As standards in transparency and technology have evolved over the past few years, today’s markets are undergoing changes that are both behavioral and technological in nature. One of the most notable observed changes is that securities are becoming hard to borrow (HTB) and more expensive at a faster pace.
As managers try to adapt to the changes, it is important to understand the underlying drivers so they are better equipped to optimize their strategies. Technology, as in everything, is bringing new efficiencies and transparency to the securities lending market. The reliance on data from multiple sources has now become commonplace and is embedded in trading desk algorithms and trading systems.

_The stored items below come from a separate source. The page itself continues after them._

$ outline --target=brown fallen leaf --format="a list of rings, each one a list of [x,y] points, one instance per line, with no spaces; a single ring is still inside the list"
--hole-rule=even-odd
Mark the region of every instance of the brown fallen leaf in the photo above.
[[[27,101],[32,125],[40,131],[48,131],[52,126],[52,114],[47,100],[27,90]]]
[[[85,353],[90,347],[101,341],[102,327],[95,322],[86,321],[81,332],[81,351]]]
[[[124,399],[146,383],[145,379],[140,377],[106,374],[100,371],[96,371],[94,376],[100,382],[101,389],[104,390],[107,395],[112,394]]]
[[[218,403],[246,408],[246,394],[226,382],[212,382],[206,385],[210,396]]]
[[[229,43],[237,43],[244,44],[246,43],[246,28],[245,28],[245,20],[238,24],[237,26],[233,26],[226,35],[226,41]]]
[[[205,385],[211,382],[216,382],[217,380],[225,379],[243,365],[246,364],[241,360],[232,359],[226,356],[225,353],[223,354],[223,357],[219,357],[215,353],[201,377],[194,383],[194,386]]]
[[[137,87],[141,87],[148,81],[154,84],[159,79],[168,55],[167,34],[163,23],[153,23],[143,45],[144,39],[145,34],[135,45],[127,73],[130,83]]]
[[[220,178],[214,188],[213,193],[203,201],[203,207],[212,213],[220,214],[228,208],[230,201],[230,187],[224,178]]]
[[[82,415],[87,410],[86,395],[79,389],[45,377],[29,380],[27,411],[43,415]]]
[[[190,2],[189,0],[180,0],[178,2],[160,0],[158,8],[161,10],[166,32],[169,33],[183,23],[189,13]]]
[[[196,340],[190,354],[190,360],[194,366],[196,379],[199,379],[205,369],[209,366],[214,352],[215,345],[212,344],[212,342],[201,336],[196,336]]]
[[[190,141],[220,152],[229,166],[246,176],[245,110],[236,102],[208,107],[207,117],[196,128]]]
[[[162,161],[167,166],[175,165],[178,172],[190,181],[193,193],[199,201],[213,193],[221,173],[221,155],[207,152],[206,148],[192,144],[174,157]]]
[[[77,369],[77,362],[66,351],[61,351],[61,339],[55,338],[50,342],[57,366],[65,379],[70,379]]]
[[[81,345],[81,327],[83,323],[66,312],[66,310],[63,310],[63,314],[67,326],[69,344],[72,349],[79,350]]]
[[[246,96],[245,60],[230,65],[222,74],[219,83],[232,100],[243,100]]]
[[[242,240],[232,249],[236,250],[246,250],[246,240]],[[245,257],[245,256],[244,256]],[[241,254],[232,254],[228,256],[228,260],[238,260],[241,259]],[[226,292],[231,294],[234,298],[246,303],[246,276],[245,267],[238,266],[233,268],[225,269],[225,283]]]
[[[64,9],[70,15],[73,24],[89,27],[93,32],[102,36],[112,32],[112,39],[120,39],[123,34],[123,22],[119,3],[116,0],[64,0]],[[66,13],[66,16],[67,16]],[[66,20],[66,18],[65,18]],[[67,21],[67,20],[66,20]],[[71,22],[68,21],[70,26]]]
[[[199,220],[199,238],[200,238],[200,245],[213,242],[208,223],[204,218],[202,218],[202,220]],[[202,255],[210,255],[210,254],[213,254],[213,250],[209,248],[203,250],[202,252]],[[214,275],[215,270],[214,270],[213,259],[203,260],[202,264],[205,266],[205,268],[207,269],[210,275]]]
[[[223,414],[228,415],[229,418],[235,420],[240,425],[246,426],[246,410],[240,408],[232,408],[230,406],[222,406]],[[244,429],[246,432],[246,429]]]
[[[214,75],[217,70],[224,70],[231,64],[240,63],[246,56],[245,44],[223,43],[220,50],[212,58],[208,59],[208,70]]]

An increasing number of lenders are utilizing technology platforms with analytics and machine-learning capabilities to determine the opportunity costs of lending. Further, bots and other forms of AI are being used to scan news articles and social media for mentions of a security to gauge its demand.
The use of big data and AI is driving transparency and speed, helping with price discovery and providing insights into the depth of the market. Yet, not all participants are applying data in a uniform way, leading to inconsistencies and distortions in rates, which are hitting the tape at a faster-than-ever pace, with ever-wider visibility.
It is important for managers to note that these rates are not always set and things can shift overnight in the securities lending market. That’s why it is critical to partner with a prime broker who can provide a bird’s-eye view of the market and let them know whether the rates are market-set or a short blip.
Another factor exacerbating the situation is when securities experience both lowered supply and heightened demand, a typical issue faced in bearish markets, and one we have experienced recently in the wake of the pandemic sell off. Generally speaking, bearish sentiment causes investors to pull back on lending, as they seek to offload their holdings or refrain from supporting short sellers. We witnessed this first-hand in late March and early April when a bearish sentiment in the market led to increased strain on securities lending.
Maintaining open and frequent communications with prime brokers, particularly in such markets, can help hedge funds get a better handle on the market, as prime brokers can provide the much-needed visibility into the HTB supply based on their broad read of the market and internal supply.
Lastly, managers should be aware that automatic settlement is going to become more prevalent – due to the impending implementation of mandatory buy-in frameworks in Europe – and thus failing on a settlement without repercussions will soon become a thing of the past. The impact of this is that market participants will have to be extra careful when providing locates on less-liquid securities for short sales.
Further, broker-dealers will likely pay higher fees to avoid failing to deliver these securities and incurring the associated penalties. This will likely lead to more participants “buffering” their loanable supply because they don’t want to create unnecessary fails, considering that in such an event there are charges to incur on top of potential settlement risk. With penalties increasing, higher risk may demand higher cost, like any other market. Ultimately, all these drivers will create new trends in the evolving securities lending landscape.
In the age of big data and AI, the trend of rapid rate changes and securities becoming HTB shows that this will likely continue to be a phenomenon for the foreseeable future. Managers will remain under pressure in the short term to find opportunities in a supply challenged market.
Choosing a prime broker with a strong internal supply and a large visibility into the retail market can help managers to demystify the inconsistencies in the market and offer better pricing power.
Published in HFMTechnology, August 4, 2020.
Mark Aldoroty is a Managing Director for BNY Mellon | Pershing. He leads Pershing’s Prime Services and Collateral Funding and Trading teams. Prior to this role, Mark led the Prime Services Sales and Relationship Management teams.